De nombreux Indiens sont naturellement sceptiques quant à l’idée même de crypto-monnaie. Comment peut-il y avoir une sorte de monnaie qui ne soit pas soutenue par un État souverain et une institution publique comme une banque centrale? Mais il y en a, et c’est suffisamment précieux pour secouer les marchés financiers. La crypto-monnaie pionnière, Bitcoin, qui s’échangeait à seulement 0,0008 $ en 2010, commandait un prix de marché d’un peu moins de 65000 $ en avril. De nombreuses pièces plus récentes ont été introduites depuis le lancement de Bitcoin et leur valeur marchande cumulative a atteint 2,5 billions de dollars en mai. En l’espace d’un peu plus d’une décennie, leur valeur a dépassé la taille des économies de la plupart des pays modernes.

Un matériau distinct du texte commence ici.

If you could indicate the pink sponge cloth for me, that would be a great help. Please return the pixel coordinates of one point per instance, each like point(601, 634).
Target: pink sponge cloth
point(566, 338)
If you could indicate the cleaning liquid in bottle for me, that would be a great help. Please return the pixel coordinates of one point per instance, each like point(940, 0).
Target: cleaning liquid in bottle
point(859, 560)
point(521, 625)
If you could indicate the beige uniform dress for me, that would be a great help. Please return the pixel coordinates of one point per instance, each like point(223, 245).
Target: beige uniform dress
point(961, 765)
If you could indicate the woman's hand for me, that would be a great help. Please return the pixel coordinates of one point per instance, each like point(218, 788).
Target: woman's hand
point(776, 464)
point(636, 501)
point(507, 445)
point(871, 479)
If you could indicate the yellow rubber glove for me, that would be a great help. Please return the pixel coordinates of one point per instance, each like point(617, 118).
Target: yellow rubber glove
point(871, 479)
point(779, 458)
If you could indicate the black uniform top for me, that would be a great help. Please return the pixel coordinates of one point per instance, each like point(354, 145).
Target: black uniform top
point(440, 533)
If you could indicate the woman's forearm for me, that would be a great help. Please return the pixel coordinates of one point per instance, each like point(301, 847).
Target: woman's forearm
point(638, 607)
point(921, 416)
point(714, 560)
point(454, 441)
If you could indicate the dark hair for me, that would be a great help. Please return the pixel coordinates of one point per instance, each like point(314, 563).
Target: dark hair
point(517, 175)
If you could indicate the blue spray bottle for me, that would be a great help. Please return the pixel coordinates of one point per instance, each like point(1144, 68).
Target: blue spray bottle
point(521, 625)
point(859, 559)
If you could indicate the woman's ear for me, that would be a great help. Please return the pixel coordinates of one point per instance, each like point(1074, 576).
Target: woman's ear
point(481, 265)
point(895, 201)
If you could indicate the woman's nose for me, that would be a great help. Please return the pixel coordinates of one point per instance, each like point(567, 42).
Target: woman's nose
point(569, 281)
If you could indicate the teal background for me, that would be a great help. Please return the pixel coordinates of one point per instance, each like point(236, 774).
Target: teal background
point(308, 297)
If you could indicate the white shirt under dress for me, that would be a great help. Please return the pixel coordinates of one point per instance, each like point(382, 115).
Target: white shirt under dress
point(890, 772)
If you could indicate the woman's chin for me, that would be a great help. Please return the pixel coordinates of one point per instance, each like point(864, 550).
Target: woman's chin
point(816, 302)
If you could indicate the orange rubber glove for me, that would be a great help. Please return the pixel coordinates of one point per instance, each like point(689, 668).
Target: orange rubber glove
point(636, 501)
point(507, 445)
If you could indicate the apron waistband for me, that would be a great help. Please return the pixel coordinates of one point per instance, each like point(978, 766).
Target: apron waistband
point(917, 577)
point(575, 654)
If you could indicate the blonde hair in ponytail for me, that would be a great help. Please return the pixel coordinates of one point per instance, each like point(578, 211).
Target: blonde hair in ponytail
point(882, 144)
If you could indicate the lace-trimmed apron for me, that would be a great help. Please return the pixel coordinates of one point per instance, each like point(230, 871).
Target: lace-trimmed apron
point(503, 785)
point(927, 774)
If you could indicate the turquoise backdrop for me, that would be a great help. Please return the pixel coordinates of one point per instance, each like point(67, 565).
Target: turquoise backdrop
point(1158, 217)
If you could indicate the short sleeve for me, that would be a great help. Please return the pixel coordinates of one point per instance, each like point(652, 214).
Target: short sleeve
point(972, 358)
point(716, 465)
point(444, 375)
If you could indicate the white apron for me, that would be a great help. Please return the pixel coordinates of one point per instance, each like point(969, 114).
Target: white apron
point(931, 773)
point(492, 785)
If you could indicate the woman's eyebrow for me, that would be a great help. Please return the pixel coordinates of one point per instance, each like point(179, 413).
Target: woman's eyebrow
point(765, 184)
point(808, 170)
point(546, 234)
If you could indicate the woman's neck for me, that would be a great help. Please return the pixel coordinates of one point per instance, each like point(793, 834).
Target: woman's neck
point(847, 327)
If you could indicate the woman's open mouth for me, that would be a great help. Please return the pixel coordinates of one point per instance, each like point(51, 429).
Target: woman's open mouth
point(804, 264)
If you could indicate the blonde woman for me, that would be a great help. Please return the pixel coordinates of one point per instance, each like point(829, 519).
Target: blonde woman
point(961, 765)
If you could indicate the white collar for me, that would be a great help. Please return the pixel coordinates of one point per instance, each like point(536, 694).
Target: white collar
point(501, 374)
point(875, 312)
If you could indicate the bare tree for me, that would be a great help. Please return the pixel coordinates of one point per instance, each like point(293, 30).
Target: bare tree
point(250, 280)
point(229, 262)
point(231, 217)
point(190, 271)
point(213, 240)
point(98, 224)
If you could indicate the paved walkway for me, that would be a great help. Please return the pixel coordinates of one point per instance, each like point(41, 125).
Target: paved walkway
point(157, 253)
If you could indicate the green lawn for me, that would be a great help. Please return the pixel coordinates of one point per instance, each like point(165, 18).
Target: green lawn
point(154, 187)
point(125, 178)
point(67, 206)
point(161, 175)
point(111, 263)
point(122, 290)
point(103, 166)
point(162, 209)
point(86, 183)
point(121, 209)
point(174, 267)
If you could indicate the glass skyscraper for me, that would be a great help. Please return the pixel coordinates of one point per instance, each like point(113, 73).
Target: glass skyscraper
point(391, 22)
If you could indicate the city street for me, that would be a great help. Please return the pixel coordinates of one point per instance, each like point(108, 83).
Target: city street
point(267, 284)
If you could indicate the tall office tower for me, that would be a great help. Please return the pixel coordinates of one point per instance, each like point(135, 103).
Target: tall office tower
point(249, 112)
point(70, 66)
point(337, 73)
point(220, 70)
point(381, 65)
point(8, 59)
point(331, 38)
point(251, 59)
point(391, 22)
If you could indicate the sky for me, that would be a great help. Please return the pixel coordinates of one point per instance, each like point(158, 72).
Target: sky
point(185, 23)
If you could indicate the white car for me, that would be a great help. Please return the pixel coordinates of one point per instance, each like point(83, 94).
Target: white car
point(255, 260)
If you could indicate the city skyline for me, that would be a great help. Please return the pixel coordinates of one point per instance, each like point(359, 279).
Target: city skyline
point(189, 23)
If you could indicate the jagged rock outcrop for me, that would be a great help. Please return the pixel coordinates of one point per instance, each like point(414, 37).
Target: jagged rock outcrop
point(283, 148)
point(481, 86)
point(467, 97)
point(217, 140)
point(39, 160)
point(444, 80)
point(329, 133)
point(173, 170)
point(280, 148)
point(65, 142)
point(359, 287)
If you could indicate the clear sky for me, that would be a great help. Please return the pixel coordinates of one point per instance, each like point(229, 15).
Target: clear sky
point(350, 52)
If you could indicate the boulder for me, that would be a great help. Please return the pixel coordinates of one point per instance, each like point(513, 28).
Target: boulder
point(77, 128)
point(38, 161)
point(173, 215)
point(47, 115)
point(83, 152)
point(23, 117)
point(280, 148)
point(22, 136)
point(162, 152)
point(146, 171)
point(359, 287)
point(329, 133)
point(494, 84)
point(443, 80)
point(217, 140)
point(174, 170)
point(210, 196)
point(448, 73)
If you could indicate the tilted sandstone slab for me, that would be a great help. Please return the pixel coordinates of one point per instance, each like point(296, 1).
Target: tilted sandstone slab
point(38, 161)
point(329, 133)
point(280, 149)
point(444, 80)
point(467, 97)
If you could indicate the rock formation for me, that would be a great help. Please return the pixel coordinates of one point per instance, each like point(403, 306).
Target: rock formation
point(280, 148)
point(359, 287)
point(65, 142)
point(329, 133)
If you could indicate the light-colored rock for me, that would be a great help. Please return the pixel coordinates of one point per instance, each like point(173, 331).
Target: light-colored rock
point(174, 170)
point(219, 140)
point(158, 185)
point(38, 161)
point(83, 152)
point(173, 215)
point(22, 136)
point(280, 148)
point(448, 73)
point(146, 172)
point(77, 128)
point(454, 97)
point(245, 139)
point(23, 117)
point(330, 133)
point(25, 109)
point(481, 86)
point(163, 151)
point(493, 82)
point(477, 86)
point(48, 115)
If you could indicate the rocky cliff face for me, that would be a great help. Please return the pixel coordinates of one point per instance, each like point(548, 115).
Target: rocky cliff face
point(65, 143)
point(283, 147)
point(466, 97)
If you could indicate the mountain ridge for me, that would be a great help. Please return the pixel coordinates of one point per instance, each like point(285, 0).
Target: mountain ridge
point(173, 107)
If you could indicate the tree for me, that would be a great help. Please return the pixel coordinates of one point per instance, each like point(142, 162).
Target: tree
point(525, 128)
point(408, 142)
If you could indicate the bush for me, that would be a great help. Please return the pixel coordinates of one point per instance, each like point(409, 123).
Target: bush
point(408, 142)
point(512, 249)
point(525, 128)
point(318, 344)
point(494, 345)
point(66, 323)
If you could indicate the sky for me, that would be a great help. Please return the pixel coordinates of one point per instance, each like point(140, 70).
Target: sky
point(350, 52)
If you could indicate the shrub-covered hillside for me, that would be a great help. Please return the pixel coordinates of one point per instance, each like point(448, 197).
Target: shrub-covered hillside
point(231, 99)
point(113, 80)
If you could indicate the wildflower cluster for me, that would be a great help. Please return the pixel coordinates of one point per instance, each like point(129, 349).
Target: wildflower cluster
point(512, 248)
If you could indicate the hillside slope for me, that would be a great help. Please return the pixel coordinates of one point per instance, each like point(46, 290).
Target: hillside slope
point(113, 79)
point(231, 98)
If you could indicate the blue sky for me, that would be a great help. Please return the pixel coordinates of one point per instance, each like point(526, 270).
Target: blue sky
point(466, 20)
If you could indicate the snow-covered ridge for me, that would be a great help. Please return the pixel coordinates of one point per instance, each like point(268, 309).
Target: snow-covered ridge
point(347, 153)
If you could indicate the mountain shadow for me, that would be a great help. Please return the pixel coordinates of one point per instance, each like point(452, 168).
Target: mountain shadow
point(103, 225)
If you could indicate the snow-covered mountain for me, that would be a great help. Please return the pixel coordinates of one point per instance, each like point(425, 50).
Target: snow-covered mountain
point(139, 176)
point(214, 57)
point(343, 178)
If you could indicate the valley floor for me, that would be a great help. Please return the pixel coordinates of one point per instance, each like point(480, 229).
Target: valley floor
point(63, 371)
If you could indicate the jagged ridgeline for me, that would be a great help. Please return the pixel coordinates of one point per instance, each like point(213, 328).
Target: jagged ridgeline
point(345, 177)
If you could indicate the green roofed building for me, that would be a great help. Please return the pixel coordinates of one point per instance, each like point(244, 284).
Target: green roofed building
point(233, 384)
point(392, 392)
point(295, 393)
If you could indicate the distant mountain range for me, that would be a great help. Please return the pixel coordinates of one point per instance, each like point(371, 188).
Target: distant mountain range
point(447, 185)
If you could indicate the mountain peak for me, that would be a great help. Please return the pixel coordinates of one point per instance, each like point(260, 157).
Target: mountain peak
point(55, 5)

La récente répression de la crypto-monnaie par la Chine a eu des conséquences considérables. Un incroyable billion de dollars américains ont été effacés du marché mondial de la cryptomonnaie en l’espace de 24 heures. Remarquablement, il s’agit d’un renversement d’une fraction des gains réalisés par ce secteur depuis le début de Covid-19 en janvier 2020. Le «cryptomarché» a augmenté de plus de 500%, même si la pandémie a déclenché un carnage économique mondial jamais vu depuis le Grande Dépression. Dans les deux jours suivant le crash provoqué par la Chine, la valeur du cryptomarché s’est à nouveau redressée de plus de 10%.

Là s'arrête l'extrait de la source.